Metais ardidos, acordeon, som de bandinha de coreto da praça. Opa opa! Um gole de aguardente entornado de uma vez só. Pula, pula, ô-pa. Mais um gole, metais ardidos, mais festa.
Quem viu um dos filmes de Emir Kusturica sabe mais ou menos como celebram os ciganos do leste europeu. A tradição dos Bálcãs é de esbórnia, é uma música aparentada com o trio elétrico baiano – pelo menos na inspiração dionisíaca.
Kusturica que, além de ser um dos meus diretores favoritos, é também músico. Em 2001, ele fez uma divertida turnê de trem com a banda No Smoking Orchestra, registrada no documentário Memórias em Super-8 (Super 8 Stories). Emir toca guitarra, o irmão, Stribor Kusturica, toca bateria. Os dois brigam bastante.
Goran Bregovic é outro da minha lista de luminares do gênero metais ardidos. A história do Bregovic é ótima: nascido em Sarajevo, filho de mãe sérvia e pai croata, foi celebridade do mundo pop com uma banda punk.

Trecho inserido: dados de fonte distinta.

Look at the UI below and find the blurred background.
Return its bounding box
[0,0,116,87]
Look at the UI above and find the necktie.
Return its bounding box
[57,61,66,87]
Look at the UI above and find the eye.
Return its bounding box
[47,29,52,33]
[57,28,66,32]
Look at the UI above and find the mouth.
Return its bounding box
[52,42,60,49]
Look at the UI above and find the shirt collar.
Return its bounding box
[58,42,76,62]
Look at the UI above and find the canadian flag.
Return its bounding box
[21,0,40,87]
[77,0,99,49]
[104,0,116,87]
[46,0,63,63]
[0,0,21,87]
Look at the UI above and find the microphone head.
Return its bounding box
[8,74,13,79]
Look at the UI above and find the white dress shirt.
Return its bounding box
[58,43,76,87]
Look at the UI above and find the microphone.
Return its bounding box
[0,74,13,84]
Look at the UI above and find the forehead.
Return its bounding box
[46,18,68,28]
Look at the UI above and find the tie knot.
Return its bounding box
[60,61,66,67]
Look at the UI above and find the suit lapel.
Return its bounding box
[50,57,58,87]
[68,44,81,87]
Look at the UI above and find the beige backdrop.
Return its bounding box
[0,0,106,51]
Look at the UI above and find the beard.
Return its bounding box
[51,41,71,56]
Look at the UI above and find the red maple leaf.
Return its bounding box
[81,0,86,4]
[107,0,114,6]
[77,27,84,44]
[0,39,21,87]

Depois, tornou-se um respeitado na música erudita e fez a trilha sonora de vários dos filmes de Kusturica.
Assisti a Bregovic na Sala São Paulo. Única vez, provavelmente, em que rolou uma ciranda na platéia da elegante sala de concertos. Foi uma delícia dançar em círculo suas músicas “para casamentos e funerais”, como é o título de um de seus álbuns. Pula, pula.
Balkan Beats
Tom B , grafiteiro, ilustrador e DJ, chegou de Londres com um carregamento de Balkan Beats e colocou gentilmente as novidades na web para a gente ouvir. Sensacional.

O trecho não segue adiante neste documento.